= Health systems engineering =

Engineering in health care systems

Health systems engineering or health engineering (often known as health care systems engineering (HCSE)) is an academic and a pragmatic discipline that approaches the health care industry, and other industries connected with health care delivery, as complex adaptive systems, and identifies and applies engineering design and analysis principles in such areas. This can overlap with biomedical engineering (BME) which focuses on design and development of various medical products; industrial engineering (IE) and operations management which involve improving organizational operations; and various health care practice fields like medicine, pharmacy, dentistry, nursing, etc. Other fields participating in this interdisciplinary area include public health, information technology, management studies, and regulatory law.

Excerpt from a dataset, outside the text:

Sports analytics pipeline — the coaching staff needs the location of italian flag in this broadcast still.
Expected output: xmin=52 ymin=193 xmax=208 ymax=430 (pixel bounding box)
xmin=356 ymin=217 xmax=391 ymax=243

People whose work implicates this field in some capacity can include members of all the above-noted fields, many of which have sub-fields targeted toward health care matters even if health or health care is not a principal focus of the overall field (e.g. management, law). Areas of biomedical engineering in this area often include clinical engineering (sometimes also called "hospital engineering") as well as those BMEs developing medical devices and pharmaceutical drugs. The industrial engineering principles employed tend to include optimization, decision analysis, human factors engineering, quality engineering, and value engineering.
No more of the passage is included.